There used to be quite a few old ambulances converted to mobile homes around here, but I haven’t seen one for years. The NHS would sell off seven-year-old van based ambulances that had done a lot fewer miles than a similar van that had been used commercially. Private DIY’ers would buy them and do the conversion. Some were pretty good - most were not.
I don’t know what happens to them now - probably they go for scrap, or get converted back to vans. Our local Ambulance Trust has experimented with swap bodies - the idea is that the body, and the kit inside, will last a lot longer than the chassis and the engine. In practice, it proved not to be the case, as the interior needs to be updated with new tech all the time. I believe that they were top heavy as well, so prone to falling over when driven fast round roundabouts, of which we have many.
I know someone that was (unfortunately) airlifted 75 miles. The bill was $18000.
Mom and Dad got the bill in the mail but eventually, because it had been insisted upon by the physician, Hopkins picked up the bill.
Our ambulance boxes typically get remounted on new chassis 2 or 3 times before getting retired. There’s upgrades to the lighting and electronic systems that go with the remount, so it works for us. We also use a custom box that’s noticeably shorter than most other ambulance designs. Combined with a dually rear-end its impressively stable.
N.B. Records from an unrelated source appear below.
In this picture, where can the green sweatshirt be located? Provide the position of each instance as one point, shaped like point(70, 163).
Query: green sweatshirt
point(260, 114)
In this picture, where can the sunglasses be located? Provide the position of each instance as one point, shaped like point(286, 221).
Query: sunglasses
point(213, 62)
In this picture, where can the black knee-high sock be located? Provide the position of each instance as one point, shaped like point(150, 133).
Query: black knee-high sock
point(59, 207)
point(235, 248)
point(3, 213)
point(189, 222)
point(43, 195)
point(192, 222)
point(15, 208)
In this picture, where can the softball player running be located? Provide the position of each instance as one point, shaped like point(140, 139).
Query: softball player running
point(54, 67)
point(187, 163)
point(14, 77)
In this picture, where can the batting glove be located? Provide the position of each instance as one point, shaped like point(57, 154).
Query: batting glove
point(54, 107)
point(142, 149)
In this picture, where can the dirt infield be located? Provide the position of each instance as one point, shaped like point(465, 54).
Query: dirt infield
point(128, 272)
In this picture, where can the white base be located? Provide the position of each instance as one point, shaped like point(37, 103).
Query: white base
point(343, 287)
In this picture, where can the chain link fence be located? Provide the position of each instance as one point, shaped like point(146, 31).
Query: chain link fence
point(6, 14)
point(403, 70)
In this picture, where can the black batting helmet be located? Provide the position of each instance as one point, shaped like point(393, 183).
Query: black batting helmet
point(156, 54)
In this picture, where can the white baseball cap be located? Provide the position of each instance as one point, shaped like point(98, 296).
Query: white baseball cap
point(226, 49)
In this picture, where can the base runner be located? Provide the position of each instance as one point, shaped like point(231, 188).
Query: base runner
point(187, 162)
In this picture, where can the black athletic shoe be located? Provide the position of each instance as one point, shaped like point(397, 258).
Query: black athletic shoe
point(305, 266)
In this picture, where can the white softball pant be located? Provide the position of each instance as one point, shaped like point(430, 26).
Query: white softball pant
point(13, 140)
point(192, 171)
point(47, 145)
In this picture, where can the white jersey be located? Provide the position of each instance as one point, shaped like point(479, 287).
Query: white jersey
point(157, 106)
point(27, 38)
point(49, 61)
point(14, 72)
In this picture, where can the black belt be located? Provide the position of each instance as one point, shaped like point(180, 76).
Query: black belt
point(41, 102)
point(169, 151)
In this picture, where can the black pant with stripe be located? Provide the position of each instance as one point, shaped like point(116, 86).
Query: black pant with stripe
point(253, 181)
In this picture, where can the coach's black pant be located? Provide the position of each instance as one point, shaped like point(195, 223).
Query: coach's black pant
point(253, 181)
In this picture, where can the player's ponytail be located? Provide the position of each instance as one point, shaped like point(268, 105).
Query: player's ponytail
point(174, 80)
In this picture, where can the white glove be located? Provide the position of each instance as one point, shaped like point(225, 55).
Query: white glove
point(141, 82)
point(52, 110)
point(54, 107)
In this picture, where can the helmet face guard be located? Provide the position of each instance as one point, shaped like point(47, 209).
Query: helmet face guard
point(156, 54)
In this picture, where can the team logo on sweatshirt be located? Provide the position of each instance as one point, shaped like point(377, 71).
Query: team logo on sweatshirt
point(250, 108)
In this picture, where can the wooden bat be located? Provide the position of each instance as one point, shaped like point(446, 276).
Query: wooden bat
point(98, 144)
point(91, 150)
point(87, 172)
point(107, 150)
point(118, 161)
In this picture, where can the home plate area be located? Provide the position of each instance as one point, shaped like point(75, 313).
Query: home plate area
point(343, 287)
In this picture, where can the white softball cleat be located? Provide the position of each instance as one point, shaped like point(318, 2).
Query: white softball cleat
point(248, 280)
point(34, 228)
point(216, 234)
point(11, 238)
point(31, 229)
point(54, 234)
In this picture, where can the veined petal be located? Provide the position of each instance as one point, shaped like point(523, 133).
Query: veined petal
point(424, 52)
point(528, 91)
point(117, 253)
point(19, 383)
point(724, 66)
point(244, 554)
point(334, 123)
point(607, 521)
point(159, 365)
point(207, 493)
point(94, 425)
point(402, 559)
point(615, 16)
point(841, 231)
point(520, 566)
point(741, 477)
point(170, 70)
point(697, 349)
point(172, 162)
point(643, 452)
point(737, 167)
Air medical is a whole different ballgame. I think this article gives a good introduction.
There’s some controversy in the EMS community over whether or not helicopters are overused, also (I think they are). That said, I work in the city and we never utilize them.
When I worked as an emergency medical technician in the state of New York in the early 2000s, it cost nothing to make the call to warm up the helicopter.
The second the skids left the ground it cost $5000.
This was both with a volunteer ambulance corps connected to the town where I lived, and an ambulance company that paid me an hourly rate.
We never consider the cost. You call for a helicopter when you know that every second counts, and you need the person flown much faster than you can get some place in an ambulance.
This was a Orange County New York, a mostly rural area. Depending on where the helicopter was coming from, it still took a fair bit of time for them to reach you, load it up safely turn around and fly back to Westchester County Medical Center.
Depending on the case, we would load up and start driving to a pre determined meeting place with the helicopter.
If the situation was simply too fragile, we would stay put and try to maintain the patient until the helicopter arrived.
I only had to make a call for a helicopter once personally. I witnessed an automobile rollover on the New York State Thruway, pulled over, and responded to the scene. The severe nature of the trauma demanded a helicopter response.
The money simply does not enter into the equation at that moment.
The volunteer ambulance corps that I was just to see that with attempted to collect it through insurance on every call we did. We were not always successful.
It is important to mention that unlike all fire agencies, including hundred percent volunteer ones in rural areas, many EMS agencies get almost no money from the local municipality. This was the case in my town. Aside from fundraising campaigns that involved bulk mailing, all of the income and support of the entire ambulance corps came through insurance billing.
On the subject of air ambulance, the insurance company I work for will cover air ambulance back to the US, but only to the “nearest appropriate facility”. For Mexico and the Caribbean that’s generally El Paso, Miami, or San Diego. It happens from time to time that one of our subscribers will demand to be taken back to Minnesota. We’ll cut off the payment at any mileage beyond the nearest appropriate facility and they’ll wind up owing well into the five figures what would cost a couple of hundred on Southwest once they recovered.